GUILLAUME DE BASKERVILLE
A l'ensemble des Sovoyard,
A ceux qui aime ou deteste quelqu'un
Aux fidèles Arisotéliciens,
Objet : Remerciement
Guillaume de Baskerville, Homme de foy, vous salue.
Lettre d’amour aux Anneciens, puis au savoyard.
Du simple gueux, que la plupart d’entre vous continuez à appeler Messire, alors que ce ne sont que des gueux, et non des nobles, jusqu’au Duc, en passant par la chancellerie, les mairies,
l’armée, la prévôté, et l’église bien sur. Je vous aime, vous ais aimé et continuerais à vous aimer.
Mais s’il vous plait, prenez des cours d’étiquette…
Je ne part pas pour des raisons de haine et de désamour, mais pour des raisons d’amour justement.

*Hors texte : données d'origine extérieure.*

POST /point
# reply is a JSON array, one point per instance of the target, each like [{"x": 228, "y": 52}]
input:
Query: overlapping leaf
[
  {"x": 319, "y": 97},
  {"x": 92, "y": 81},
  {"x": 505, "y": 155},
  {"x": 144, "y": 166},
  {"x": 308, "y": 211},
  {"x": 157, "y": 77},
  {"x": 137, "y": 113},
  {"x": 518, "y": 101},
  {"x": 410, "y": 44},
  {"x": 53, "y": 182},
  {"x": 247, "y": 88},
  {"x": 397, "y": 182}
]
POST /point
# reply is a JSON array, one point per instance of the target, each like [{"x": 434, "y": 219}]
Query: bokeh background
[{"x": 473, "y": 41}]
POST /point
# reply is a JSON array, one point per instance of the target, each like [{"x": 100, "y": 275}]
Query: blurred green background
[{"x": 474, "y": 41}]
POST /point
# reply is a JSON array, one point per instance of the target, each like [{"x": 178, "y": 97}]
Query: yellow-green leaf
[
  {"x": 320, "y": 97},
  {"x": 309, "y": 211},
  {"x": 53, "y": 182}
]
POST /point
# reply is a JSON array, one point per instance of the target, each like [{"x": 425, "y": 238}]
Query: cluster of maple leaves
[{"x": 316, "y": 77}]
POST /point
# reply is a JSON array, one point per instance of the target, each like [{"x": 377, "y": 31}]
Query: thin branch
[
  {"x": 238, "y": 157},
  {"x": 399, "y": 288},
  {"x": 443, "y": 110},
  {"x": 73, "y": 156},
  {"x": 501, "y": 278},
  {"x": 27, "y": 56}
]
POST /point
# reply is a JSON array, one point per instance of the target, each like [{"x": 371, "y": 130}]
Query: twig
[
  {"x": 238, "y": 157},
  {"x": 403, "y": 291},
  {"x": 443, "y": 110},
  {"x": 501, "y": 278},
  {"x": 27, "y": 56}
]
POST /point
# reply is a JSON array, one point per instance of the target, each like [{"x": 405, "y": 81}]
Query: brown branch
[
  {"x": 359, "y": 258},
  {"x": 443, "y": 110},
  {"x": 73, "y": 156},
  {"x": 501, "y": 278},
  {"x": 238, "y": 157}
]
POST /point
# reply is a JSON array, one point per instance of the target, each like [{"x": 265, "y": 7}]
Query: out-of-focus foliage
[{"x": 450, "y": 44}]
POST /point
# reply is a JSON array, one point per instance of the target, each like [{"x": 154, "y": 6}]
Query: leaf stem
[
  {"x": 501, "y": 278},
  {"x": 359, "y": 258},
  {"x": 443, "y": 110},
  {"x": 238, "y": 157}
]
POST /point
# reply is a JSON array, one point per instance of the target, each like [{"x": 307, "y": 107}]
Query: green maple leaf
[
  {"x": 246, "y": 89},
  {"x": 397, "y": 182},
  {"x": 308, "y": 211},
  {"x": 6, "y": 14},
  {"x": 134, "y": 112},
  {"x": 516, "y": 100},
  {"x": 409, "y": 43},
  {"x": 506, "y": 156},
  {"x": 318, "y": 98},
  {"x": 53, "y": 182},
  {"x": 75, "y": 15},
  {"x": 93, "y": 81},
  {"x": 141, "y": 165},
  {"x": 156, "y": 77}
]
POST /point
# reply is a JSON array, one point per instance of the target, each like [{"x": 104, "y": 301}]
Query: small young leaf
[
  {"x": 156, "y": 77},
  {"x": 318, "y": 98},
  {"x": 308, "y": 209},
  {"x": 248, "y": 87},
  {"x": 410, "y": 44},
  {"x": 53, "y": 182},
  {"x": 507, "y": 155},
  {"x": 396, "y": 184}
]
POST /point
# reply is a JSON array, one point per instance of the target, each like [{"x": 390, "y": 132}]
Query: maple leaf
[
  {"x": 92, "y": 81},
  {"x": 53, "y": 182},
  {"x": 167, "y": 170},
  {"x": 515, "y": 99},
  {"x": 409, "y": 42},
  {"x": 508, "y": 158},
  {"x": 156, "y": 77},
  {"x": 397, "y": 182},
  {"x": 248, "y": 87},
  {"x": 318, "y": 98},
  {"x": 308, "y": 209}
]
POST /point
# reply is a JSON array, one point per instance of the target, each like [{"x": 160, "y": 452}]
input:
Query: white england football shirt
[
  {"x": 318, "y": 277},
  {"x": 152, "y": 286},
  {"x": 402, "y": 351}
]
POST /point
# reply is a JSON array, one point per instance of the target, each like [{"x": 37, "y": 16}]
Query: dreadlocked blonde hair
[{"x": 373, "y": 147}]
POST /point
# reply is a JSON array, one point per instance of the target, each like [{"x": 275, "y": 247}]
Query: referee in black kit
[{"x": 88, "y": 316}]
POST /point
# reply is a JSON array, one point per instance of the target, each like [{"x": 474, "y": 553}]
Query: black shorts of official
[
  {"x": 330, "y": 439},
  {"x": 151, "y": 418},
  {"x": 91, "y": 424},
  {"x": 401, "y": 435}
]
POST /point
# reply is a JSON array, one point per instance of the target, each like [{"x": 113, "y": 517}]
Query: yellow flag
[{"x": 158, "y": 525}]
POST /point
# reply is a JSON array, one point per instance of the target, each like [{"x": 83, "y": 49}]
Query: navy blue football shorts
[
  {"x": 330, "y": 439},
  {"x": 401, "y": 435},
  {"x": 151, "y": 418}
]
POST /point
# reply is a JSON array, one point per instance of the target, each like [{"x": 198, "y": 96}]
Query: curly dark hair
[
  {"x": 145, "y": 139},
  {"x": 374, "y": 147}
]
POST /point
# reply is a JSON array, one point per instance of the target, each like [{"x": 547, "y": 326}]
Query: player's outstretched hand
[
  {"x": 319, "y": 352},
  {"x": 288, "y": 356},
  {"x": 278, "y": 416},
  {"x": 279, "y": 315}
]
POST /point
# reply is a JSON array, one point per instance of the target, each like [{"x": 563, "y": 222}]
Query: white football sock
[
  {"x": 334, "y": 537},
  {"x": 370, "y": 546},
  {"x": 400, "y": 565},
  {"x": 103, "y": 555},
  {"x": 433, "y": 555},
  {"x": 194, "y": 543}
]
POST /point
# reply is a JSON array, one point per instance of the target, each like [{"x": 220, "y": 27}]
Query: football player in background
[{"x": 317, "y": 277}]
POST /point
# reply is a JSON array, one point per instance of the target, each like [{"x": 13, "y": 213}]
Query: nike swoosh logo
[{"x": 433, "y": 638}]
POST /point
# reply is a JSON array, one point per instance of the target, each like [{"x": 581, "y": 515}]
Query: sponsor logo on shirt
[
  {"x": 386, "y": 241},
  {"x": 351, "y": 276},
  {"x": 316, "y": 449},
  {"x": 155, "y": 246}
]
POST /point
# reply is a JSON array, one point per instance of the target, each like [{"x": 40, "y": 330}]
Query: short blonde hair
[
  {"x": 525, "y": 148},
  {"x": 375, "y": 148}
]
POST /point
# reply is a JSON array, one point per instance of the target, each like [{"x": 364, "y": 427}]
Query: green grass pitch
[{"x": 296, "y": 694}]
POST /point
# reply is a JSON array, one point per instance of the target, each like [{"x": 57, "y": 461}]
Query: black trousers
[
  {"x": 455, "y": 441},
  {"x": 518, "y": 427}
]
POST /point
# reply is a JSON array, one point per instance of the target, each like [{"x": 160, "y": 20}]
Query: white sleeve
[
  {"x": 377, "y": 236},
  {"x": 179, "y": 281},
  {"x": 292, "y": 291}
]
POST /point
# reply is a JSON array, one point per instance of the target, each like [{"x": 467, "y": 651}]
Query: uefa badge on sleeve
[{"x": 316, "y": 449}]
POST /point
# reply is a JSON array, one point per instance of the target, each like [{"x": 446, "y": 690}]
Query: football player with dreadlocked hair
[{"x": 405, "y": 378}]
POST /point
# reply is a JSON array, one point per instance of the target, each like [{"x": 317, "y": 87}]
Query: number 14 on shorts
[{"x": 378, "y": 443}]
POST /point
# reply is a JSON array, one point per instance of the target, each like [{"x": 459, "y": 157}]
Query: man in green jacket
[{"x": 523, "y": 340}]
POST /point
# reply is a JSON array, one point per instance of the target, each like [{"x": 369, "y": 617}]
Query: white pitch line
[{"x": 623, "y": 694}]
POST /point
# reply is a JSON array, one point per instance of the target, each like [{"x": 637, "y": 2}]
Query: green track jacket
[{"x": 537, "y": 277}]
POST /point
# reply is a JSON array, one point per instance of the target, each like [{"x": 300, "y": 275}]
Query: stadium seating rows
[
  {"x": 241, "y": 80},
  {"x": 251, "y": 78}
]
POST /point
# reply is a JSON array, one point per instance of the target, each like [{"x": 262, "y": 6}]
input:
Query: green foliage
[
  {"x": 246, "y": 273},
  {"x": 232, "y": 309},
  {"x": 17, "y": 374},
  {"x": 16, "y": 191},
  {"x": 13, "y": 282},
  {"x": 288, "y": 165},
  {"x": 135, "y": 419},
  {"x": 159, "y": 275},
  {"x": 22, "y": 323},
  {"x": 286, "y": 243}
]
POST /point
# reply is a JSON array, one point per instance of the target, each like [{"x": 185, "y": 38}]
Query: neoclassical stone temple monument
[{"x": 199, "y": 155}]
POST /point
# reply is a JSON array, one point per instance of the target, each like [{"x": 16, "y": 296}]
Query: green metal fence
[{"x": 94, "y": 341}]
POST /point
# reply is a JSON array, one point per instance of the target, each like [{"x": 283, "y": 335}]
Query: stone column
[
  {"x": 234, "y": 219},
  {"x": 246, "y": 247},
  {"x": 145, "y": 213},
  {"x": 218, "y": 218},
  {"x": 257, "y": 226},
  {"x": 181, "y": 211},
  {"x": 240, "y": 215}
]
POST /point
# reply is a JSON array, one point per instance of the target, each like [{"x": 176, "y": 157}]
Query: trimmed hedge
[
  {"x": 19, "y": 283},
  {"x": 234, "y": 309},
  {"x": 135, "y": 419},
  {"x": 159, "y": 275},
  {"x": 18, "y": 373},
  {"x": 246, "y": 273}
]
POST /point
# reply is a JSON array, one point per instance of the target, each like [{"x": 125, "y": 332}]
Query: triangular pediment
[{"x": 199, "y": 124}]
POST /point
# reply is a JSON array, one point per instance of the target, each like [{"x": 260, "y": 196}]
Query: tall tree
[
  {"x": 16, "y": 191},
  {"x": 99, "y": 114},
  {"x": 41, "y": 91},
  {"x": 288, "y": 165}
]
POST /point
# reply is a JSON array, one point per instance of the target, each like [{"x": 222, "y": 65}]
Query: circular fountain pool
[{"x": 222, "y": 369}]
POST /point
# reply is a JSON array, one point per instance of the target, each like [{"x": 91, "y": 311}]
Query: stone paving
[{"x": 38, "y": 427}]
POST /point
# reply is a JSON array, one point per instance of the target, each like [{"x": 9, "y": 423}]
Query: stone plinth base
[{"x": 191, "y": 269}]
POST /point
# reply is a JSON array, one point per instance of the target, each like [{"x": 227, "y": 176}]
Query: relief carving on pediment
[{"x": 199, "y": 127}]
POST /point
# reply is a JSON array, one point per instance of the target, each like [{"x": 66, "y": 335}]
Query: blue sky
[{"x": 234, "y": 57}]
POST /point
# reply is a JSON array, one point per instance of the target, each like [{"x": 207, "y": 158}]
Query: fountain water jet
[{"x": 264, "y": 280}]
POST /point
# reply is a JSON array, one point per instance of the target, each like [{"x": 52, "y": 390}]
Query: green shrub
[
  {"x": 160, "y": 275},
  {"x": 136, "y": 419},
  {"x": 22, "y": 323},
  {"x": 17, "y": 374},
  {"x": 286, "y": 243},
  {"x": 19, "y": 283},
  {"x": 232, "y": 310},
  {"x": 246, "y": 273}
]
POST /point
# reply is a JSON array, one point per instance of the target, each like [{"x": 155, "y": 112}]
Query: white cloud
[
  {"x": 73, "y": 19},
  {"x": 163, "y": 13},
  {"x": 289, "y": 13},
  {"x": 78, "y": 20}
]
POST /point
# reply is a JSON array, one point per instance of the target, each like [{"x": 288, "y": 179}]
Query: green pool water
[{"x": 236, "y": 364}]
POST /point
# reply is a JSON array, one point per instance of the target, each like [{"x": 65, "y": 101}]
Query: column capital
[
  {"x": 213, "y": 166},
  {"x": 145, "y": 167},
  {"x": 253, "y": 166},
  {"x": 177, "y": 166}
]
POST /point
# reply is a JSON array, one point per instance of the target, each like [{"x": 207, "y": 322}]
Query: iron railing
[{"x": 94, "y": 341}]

Je suis béarnais de naissance et Savoyard d’amour, vous le savez, du moins pour ceux qui me connaisse je suis souriant mais pas félons.
Voilà plusieurs mois que je vous accompagne sur le chemin de la vertu cependant comme vous le savez, ce chemin il faut constamment le parcourir sinon il s’efface.
Avant de partir je vous demanderez donc de continuer toute votre vie à défendre la belle et grande Foy Aristotélicienne, la Seule Vraie Foy.
Mon travail à Annecy n’est pas finit, loin sans faux. D’ailleurs je cherche toujours un diacre pour la ville, afin de me succéder. Si je devais parler en tant qu’homme je dirais que je ne sors
pas du terrain sans avoir fait un beau score. Celui de la foy bien sur, mais surtout celui de l’amitié, autant Aristotélicienne qu’humaine.
Je me suis fais des amis ici, et cela prouve que je fais un travail correcte.
Je me suis fais des ennemis ici, et cela prouve que je fais un travail correcte.
En partant j’en fâche certain, et cela prouve que j’ai été un bon ami.
En partant j’en rend heureux d’autre, et cela prouve que j’ai été un bon désami. Mais je n’ai jamais été l’ennemi de personne. Je vous ai tous aimé ne désespérant ni pour votre salut, ni pour le
mien.
En arrivant j’en ai gêné certain, il me disait fanatique, nerveux et trop souriant pour être franc
En arrivant ils ont découvert un homme aussi borné qu’eux.
Savoyard, je vous aime! Vous êtes têtue et je vous aime! Vous êtes naïf mais je le suis aussi! Vous êtes fier et je le suis devenu avec vous, et j’en suis fier!
Savoyard! Permet moi de dire en arrivant en lorraine, JE SUIS SAVOYARD!
Ami, ennemi, Fidèles, infidèles, Je vous ai tous aimés.
Calme, colérique, Je vous ai tous aimés.
Vraie Foy, Fausse Foy? Non faux pas déconné non plus.
Vraie Foy, celle de l’aristotélisme fier, droit, trop droit dans ses bottes mais qui sait encore la valeur d’un mariage et d’un baptême.
Fausse Foy, Je n’ai qu’un conseil, défendez votre foy, car moi aussi je saurais défendre la Vraie Foy.
Le jugement dernier saura nous départager!
Message direct (pardonnez moi si je ne vous cite pas, ce n’est pas que je ne vous aime pas, mais que lorsque j’écris ce courrier, les mots me manques)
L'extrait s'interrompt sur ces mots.